0035 BST Newsround website's Neil Doughty in Edinburgh
At Waterstone's in Edinburgh there was a countdown ahead of the opening and even half an hour after the book went on sale there were still huge queues outside.
It really built up within the past hour and there are still a couple of hundred people queuing.
Everyone seems really excited about finally getting their hands on the book.
There are camera crews everywhere.
One lucky nine-year-old girl who had won a competition was chauffeured to the store in a limo and had the honour of opening a special trunk, signalling the book was officially on sale.
0030 BST Newsround website's Steve Goggin in Oxford Street, London
The atmosphere leading up to the launch was electric. There was a big countdown from 10 as Waterstone's prepared to open its doors, then there were sound effects of the Hogwart's Express.
Streams of people have been coming into the shop and joining the orderly queue. They pick up their book go to the cash desk, where there are loads of staff.
After they have paid, each gets their book stamped with the words: "I was one of the first people to buy the book."
2325 BST Newsround website's Steve Goggin in Oxford Street, London
The atmosphere outside Waterstone's has gone crazy, fans are completely blocking the pavement outside the shop as they wait to go in.
There are people doing the "Mexican wave" up and down the queue and buses and cars are beeping their horns as they go past, which makes everyone scream. There is just so much noise.
As well as fans there are also lots of media people, filming and interviewing those in the line.
The shop has now closed to normal customers and there is a big red curtain up over the window and a giant book cover over the door.
The queue now goes all the way down New Bond Street, which is quite a way from the actual shop. They won't be experiencing quite the atmosphere all the way back there but some have brought their deckchairs and flasks for the wait.
Waterstone's expects to stay open until at least 0300 to satisfy demand for Harry Potter and the Half-Blood Prince.
2100 BST Newsround website's Neil Doughty in Edinburgh
We have been walking around the bookshops of Edinburgh to gauge the appetite for the new Harry Potter in the build up to the launch.
So far it is much lower key than in London, with only a few people queuing outside shops.
We bumped into some little girls dressed up as Harrys and Hermiones on their way to the castle for the launch.
We have also seen the horses being groomed and carriages being prepared for the launch which will take the competition winners to Edinburgh castle.

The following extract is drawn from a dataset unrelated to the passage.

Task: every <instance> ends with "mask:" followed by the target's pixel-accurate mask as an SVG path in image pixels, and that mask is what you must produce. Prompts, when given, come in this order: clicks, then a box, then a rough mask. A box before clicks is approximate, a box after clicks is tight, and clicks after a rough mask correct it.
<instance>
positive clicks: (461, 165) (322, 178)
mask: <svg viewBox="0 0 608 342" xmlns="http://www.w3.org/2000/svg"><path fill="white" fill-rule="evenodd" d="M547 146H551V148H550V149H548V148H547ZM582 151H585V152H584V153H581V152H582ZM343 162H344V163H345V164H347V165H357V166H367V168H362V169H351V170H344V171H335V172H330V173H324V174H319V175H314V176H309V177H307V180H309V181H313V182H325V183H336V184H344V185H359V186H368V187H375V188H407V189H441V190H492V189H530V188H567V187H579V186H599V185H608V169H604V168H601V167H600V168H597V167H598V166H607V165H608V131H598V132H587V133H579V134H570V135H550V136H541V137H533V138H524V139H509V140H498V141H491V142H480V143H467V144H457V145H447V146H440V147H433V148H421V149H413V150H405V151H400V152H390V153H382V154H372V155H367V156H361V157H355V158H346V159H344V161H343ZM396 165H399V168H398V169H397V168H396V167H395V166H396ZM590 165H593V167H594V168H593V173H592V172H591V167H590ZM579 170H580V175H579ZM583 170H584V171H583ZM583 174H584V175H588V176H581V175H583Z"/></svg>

Ottakar's bookstore is holding a party for about 100 children, inviting them into the shop for a few hours before the book goes on sale.
2025 BST Newsround's Steve Goggin and Rebecca Lumb in Oxford Street, London
One group of teenage girls has been queuing outside Waterstone's since 0630. The very first person in the queue was at the head of the line for the release of the last book.
Waterstone's says there are a lot more people queuing this year than last time. There is lots of entertainment laid on to keep everyone happy, and staff handing out drinks because it has been so hot.
There is a really fun atmosphere for the kids. Some of them have even said they are having such a good time they are not in such a hurry to get their hands on the book.
There are lots of people dressed up as Harry Potter or Hogwart's witches and wizards.
The shop has got barriers up keeping everyone in line - it is still open to normal customers - and the queues are snaking around the streets.
There are people walking up and down dressed as characters from the book, including a great Moaning Myrtle moaning about having to queue.